By Christopher Williams
“We believe the Port of Saint John is a sleeping giant, and we’re going to see what we can do to wake it up,” stated Sarah Norgaard, Regional Sales Manager for Mediterranean Shipping Company (MSC). On behalf of the second largest container shipping line in the world, she announced on March 21 that MSC will launch a bi-weekly container service in May connecting New Brunswick shippers with markets Port of Saint John has not had in 25 years.
Until now, MSC has only operated at Canada’s two largest ports, Vancouver and Montreal. A privately owned company, founded in 1970 and headquartered in Geneva, Switzerland, MSC has 480 ships in its fleet connecting with 341 global ports. It is one of the few carriers able to offer worldwide coverage with one bill of lading. The huge company currently carries 14 per cent of the global container market.
“Those are big numbers, but what does this mean for the people of New Brunswick?” asked Norgaard, who recently moved to Saint John. “It means you now have easy connections for your goods to and from almost anywhere in the world, right in your backyard.” She said it was logical for MSC to choose the port of Saint John given its strategic location and world-class infrastructure. “We believe what is manufactured in New Brunswick should be transported through a home-port for the benefit of the local community and economy.”
“This new service is a key step in Port of Saint John’s renewal strategy,” explained Jim Quinn, President and CEO of Saint John Port Authority (SJPA).

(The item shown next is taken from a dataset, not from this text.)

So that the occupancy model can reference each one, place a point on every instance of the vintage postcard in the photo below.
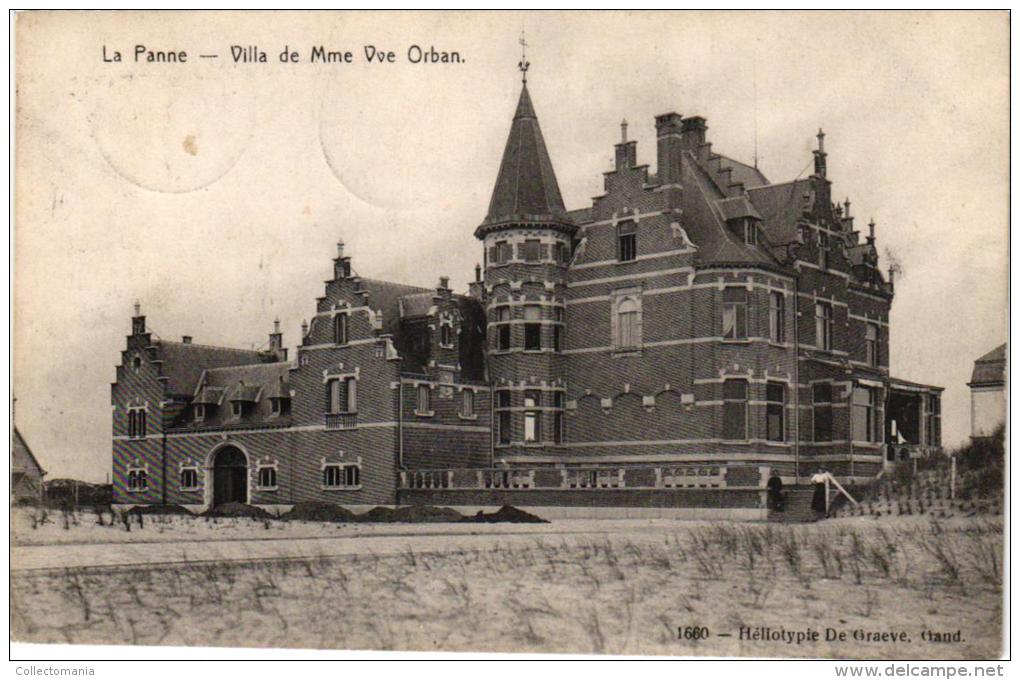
(658, 333)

He addressed a large crowd inside the Marco Polo Cruise Terminal that included Sokat Shaikh, President of MSC Canada and New Brunswick Premier David Alward.

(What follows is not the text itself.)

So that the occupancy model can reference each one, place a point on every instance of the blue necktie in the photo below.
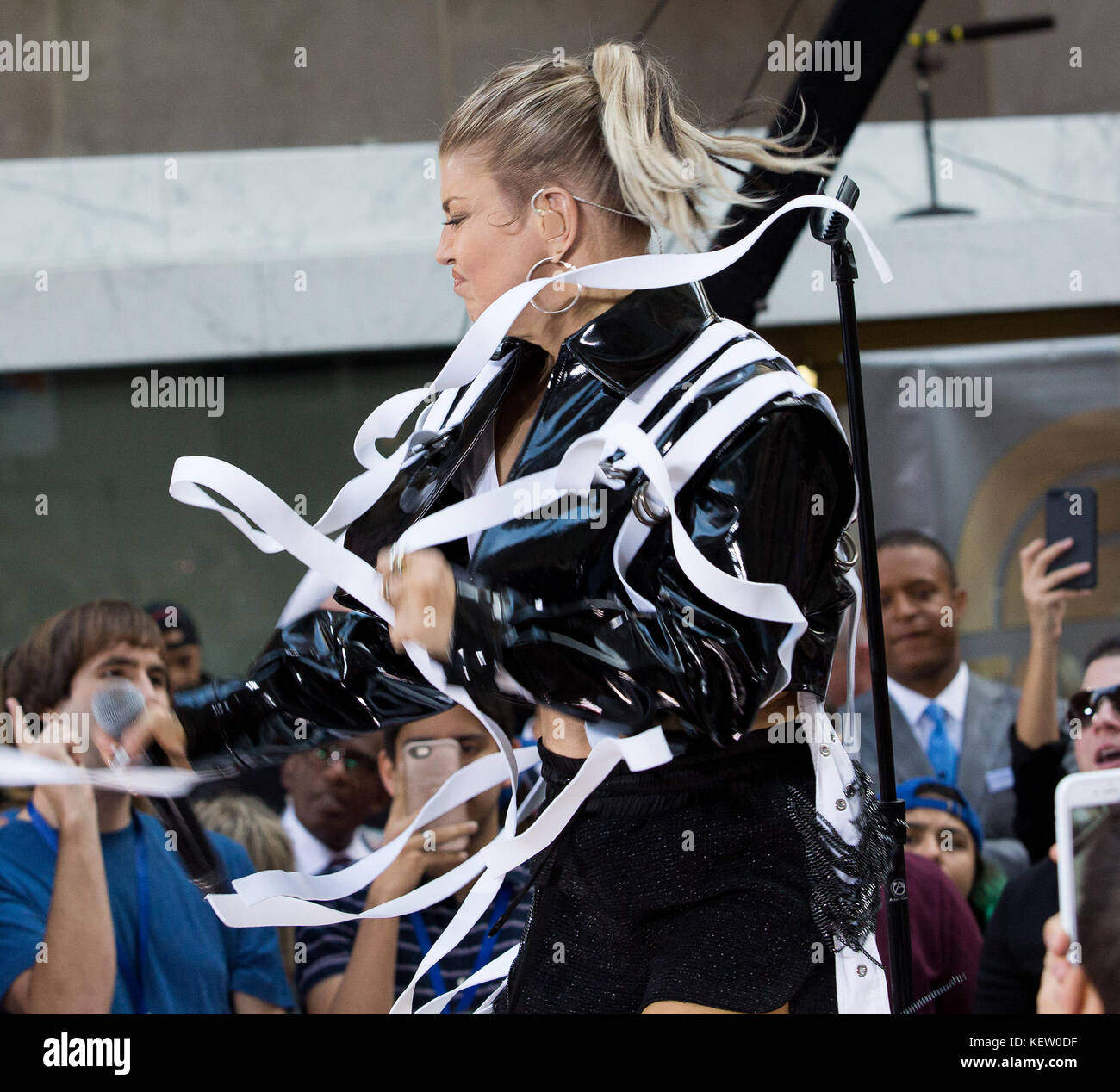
(940, 748)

“The arrival of MSC will strengthen New Brunswick’s reach throughout the world,” Premier Alward said, smiling and nodding frequently throughout the announcement.

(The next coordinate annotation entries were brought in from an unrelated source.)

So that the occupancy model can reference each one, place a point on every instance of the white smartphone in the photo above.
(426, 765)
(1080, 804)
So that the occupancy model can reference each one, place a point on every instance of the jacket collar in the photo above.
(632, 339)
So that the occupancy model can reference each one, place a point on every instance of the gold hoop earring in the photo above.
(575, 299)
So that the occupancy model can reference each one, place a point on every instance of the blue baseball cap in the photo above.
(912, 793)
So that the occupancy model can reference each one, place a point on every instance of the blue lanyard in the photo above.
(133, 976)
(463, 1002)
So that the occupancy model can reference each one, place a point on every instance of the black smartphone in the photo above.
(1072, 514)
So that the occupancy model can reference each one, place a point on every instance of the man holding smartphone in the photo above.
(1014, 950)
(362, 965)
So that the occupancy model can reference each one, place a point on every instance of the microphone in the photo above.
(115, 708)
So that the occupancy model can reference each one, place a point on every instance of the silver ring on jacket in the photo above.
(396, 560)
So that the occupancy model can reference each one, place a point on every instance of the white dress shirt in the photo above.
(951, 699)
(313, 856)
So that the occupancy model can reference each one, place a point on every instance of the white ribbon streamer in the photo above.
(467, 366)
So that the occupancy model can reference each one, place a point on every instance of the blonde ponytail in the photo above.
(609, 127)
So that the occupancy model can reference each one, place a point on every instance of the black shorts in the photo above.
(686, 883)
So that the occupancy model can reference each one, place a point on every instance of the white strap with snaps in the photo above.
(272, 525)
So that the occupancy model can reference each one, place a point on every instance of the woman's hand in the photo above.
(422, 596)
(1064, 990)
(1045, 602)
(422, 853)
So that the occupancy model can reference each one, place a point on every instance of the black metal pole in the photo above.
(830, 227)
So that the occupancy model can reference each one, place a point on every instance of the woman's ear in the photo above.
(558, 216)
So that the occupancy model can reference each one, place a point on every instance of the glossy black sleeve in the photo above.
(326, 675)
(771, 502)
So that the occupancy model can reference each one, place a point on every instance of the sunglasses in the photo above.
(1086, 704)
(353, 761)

“It’s a great day for our port city and great day for the province,” concurred Stephen Campbell, Chairman of SJPA’s Board of Directors.
Jim Quinn added that “many people worked relentlessly,” to bring in the new line. He pointed out that Andrew Dixon, the Port Authority’s Senior Vice-President Planning & Development, had been knocking on doors for 15 years to help the deal come to fruition.
“We’ve been involved in discussions with Mr. Shaikh and his team for the past few years,” recalled Dixon. “I feel confident we have the right line with the right business model providing a long-overdue service that reconnects New Brunswick shippers to markets around the globe.”
From Montreal, MSC’s Southbound Service currently ships containers to the large transshipment ports of Caucedo, Dominican Republic and Freeport, Bahamas, and Saint John will now be a key port on this route.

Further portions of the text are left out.